El Real Madrid y el F.C. Barcelona son los equipos líderes de La Liga española. Cuentan con el palmarés más dilatado y, desde el ámbito económico, están a la cabeza de la “liga económica del fútbol” elaborada por Deloitte. Con un valor de 2.400 millones de euros y 1.870 millones de euros respectivamente, son el primer y el tercer equipo de fútbol más prósperos y aún en época de crisis, generan unos ingresos estratosféricos: 519 millones de euros el club blanco, y 483 millones de euros el azulgrana en la pasada temporada.

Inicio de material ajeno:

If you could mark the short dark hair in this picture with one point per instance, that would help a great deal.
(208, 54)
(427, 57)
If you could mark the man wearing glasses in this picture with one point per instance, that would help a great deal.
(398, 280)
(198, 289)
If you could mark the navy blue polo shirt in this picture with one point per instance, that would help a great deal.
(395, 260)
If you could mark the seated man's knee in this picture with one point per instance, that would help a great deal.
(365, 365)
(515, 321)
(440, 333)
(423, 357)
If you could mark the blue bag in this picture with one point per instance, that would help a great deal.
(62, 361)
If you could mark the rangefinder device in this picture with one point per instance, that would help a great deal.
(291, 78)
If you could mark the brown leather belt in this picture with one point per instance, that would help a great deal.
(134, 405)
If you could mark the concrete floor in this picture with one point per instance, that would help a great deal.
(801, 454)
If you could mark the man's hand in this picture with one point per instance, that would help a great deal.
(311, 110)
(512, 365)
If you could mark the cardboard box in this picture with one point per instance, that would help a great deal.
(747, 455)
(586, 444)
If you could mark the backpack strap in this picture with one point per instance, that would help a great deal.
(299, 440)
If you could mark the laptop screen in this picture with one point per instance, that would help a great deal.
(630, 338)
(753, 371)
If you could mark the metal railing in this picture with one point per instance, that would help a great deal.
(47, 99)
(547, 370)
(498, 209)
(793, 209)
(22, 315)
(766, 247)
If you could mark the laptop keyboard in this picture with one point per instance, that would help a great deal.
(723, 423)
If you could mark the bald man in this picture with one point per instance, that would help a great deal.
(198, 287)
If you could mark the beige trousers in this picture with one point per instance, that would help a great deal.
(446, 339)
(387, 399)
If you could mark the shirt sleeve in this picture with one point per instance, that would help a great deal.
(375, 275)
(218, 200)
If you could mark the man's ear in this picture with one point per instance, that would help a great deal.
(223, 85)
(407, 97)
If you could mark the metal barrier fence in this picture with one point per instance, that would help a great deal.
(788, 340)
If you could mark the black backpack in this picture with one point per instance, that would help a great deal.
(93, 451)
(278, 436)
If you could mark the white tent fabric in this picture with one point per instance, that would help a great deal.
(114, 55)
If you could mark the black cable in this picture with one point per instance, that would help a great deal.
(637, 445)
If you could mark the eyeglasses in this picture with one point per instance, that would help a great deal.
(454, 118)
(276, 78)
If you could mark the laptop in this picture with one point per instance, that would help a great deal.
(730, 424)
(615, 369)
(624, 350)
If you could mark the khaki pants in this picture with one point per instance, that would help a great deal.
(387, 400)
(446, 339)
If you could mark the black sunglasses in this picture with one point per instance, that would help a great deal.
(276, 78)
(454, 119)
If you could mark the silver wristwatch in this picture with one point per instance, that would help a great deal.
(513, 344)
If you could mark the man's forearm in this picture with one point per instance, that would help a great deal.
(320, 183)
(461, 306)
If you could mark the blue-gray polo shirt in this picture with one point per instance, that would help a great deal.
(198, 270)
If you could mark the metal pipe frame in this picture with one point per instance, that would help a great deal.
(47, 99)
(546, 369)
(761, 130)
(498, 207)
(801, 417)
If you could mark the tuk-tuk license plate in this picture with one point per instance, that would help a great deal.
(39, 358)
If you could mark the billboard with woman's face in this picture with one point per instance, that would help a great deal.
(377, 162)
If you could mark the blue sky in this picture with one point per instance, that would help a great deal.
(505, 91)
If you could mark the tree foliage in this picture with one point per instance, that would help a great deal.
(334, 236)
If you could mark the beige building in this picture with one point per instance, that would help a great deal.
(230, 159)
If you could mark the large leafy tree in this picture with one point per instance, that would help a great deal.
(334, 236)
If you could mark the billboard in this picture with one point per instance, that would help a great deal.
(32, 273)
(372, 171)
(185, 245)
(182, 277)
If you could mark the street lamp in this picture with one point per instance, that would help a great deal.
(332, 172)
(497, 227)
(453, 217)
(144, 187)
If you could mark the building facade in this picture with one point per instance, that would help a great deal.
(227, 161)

Las empresas patrocinadoras que figuran en sus camisetas son, curiosamente, dos aerolíneas nacionales de países del Golfo: Qatar Airways, que desembolsó para ello 30.5 millones de euros, y Emirates, pagando 24 millones de euros –convirtiéndose así en el segundo y quinto patrocinio de camisetas más caros hasta la fecha–. En Europa, siete de los veinte clubes de la “liga económica” están patrocinados por una aerolínea del Golfo. El Paris Saint-Germain y el Manchester City, quinto y sexto equipos de la mentada liga, cuentan con un propietario procedente del Golfo. Este interés por parte de pequeños estados de la Península Arábiga no se limita al fútbol, sino que se extiende a otros grandes deportes europeos como el ciclismo (Tour de France), la Fórmula 1, el tenis o el golf, el rugby y el atletismo.
Debido al aún complicado clima económico en Europa, individuos y sociedades procedentes de Oriente Medio han encontrado su oportunidad para invertir en fútbol europeo, estimándose su inversión en 1.100 millones de euros. Pero esta voluntad de adherirse a negocios lucrativos y albergar grandes eventos deportivos no sólo persigue la obtención de beneficios (indudablemente significativa: el negocio del fútbol genera 9.340 millones de euros a pesar de la crisis), sino que además repercute en la promoción de otros sectores nacionales y diversificación económica, para evitar la –prácticamente total– dependencia de las exportaciones de gas y petróleo.
Sin embargo esta diplomacia responde, por encima de todo, a la voluntad de los pequeños estados ricos del Golfo de obtener influencia política y protagonismo internacional. Persiguen además la mejora de la imagen de sus mandatarios a ojos occidentales, promoviendo una apariencia de moderación, tolerancia cultural, solidaridad y valores humanos en consonancia con los valores deportivos. Esta diplomacia deportiva está siendo llevada a cabo por Emiratos Árabes Unidos, Bahrein y, en menor medida, Arabia Saudí y Omán. Pero el ejemplo más claro de ello es Qatar, quien fuera designado en 2010 por la FIFA como país anfitrión de la Copa Mundial de Fútbol en 2022. Qatar, país que lleva cultivando con esmero su diplomacia desde hace dos décadas, ejemplifica a la perfección hasta dónde es capaz de llegar un pequeño país en relevancia y peso internacional.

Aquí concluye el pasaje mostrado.